According to Jean d'Outremeuse, the vanguard of the Teutonic army first raided and appropriated livestock of Gelindėnai Hillfort in the present-day Plungė District Municipality perhaps in an attempt to provoke a pitched battle. Lithuanians, led by Margiris, pursued the robbers and engaged in a battle. However, the main forces soon joined the Teutonic vanguard, and the Lithuanians faced a slaughter. Recognizing King John, who had a reputation for participating in tournaments, Margiris challenged him to a face-to-face duel. King John agreed, and they met the next morning. However, Margiris' men attempted to interfere, which was strictly against the rules of chivalry. Margiris then willingly surrendered himself for a ransom, which was paid with coins stolen during the 1326 raid into Brandenburg.

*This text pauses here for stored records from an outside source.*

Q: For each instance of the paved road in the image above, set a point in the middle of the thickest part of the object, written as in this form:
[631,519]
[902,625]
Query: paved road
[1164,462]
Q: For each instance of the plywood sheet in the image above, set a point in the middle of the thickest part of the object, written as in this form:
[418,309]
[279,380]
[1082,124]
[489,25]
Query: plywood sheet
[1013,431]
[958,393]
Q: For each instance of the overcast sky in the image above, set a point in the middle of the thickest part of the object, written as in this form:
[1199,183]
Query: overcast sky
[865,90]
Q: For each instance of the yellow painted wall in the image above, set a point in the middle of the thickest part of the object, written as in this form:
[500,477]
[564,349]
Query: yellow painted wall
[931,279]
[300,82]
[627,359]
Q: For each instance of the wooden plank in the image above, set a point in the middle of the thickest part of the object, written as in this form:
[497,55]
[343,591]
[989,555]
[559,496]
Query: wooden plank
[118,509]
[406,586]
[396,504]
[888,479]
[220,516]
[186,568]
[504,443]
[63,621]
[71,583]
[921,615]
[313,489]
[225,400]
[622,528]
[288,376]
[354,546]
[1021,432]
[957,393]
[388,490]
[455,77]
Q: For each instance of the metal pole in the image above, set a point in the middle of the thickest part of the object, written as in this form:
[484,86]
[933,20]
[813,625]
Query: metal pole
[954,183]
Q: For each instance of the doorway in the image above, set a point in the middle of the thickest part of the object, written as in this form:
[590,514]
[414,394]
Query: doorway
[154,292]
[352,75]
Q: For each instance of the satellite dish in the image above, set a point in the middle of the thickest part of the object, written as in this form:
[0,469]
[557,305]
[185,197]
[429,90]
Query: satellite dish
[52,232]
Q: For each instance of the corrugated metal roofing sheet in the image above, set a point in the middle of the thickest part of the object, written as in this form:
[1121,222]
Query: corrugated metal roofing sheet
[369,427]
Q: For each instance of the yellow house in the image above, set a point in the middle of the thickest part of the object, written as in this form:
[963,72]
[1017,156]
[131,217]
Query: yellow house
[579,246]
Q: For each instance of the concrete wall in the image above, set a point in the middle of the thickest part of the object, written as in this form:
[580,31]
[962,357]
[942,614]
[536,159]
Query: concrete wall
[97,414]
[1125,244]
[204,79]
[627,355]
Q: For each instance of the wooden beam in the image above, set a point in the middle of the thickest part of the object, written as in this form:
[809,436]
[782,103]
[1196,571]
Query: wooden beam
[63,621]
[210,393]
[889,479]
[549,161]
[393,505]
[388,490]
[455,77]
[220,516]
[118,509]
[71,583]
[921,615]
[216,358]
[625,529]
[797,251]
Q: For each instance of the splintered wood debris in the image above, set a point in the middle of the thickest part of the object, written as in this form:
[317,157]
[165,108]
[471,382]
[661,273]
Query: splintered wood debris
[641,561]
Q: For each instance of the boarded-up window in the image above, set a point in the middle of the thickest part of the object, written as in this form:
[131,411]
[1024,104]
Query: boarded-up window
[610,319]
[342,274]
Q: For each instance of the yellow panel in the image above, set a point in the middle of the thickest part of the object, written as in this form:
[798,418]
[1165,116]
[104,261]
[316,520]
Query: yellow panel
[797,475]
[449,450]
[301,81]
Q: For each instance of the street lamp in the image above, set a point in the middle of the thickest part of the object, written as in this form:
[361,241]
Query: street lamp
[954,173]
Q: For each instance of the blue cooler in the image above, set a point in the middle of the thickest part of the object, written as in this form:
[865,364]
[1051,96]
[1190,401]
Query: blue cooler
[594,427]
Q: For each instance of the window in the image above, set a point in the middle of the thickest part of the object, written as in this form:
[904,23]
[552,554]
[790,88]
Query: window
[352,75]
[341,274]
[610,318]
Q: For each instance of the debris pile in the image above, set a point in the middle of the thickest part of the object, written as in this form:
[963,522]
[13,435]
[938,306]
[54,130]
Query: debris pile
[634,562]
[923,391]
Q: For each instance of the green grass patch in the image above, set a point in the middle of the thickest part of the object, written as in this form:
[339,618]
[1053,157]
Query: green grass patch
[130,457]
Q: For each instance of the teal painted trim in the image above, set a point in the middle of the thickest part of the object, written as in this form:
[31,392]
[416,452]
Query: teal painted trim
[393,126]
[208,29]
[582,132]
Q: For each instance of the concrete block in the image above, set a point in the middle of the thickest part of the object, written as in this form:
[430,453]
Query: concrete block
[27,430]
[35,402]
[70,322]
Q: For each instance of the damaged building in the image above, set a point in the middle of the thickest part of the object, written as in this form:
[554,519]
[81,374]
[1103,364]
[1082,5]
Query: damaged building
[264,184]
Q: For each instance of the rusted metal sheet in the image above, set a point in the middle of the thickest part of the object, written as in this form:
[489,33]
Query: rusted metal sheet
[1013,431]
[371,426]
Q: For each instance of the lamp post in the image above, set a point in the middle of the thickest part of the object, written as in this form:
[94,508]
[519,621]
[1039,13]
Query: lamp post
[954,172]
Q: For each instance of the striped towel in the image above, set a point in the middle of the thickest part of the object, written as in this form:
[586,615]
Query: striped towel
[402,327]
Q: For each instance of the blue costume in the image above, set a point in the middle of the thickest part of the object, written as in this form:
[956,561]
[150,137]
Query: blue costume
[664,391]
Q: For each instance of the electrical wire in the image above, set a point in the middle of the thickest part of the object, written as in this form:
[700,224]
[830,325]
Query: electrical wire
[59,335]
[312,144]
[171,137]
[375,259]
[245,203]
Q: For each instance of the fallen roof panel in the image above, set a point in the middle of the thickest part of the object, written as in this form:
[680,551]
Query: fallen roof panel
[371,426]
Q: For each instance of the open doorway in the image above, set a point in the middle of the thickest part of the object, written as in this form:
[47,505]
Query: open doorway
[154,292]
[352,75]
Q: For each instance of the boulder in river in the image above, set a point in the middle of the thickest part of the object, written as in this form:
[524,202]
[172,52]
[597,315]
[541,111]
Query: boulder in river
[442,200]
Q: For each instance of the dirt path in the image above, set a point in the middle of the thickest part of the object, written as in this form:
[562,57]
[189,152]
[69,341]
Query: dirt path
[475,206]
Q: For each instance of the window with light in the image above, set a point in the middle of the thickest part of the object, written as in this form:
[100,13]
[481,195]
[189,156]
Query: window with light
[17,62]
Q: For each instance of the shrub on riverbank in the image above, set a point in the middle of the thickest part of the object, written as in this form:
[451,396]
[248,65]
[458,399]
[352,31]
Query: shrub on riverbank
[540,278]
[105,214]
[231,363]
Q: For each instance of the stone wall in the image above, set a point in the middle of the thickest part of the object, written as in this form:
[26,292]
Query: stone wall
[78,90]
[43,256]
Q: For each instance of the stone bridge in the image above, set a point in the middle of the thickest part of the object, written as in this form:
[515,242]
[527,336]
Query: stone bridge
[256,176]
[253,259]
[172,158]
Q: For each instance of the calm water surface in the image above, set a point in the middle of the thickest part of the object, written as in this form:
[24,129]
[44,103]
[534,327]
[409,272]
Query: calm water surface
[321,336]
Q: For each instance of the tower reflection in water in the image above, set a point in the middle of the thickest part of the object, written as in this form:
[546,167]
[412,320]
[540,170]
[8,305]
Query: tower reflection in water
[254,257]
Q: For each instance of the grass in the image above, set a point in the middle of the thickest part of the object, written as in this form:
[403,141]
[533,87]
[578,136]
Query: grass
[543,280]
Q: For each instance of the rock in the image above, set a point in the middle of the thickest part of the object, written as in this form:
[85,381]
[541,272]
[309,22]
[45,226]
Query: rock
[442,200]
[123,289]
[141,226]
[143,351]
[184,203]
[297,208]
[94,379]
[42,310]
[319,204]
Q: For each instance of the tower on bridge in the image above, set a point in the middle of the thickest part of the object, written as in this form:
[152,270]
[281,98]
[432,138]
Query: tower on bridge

On 1 February, the Teutonic army surrounded Medvėgalis. After the wooden fortress caught fire, Medvėgalis was captured, and defenders were taken captive. Chronicler Wigand of Marburg mentioned that the Grand Master Werner von Orseln wanted to kill them all or at least resettle them in Prussia. King John was instead convinced by the defenders that if they accepted his faith, he would allow them to remain in Medvėgalis. About 6,000 Lithuanian men, women, and children were baptized in the Roman Catholic rite. According to Machaut, the Teutons also captured four other fortresses – Šiauduva (location is debated), Gediminas Castle (located in Kvėdarna), Gegužė, and Aukaimis (Xedeytain, Gedemine, Geguse, Aukaham).

==Aftermath==
At the same time King Władysław I of Poland, who was allied with the Grand Duke of Lithuania Gediminas, took advantage of the fact that the main Teutonic force was in Lithuania and attacked Chełmno Land (Kulmerland). Plans for a further military campaign in Samogitia were scrapped and the Teutonic army returned home to deal with the war with Poland. The entire campaign in Lithuania lasted a little more than a week. Once the main army left, the Lithuanians easily defeated the small garrison left to hold the fortress and resumed practicing their pagan beliefs. King John returned to Prussia to crusade against Lithuania twice, in 1337 and 1345.

The siege was fictionalized by the Lithuanian writer Antanas Vienuolis in 1956.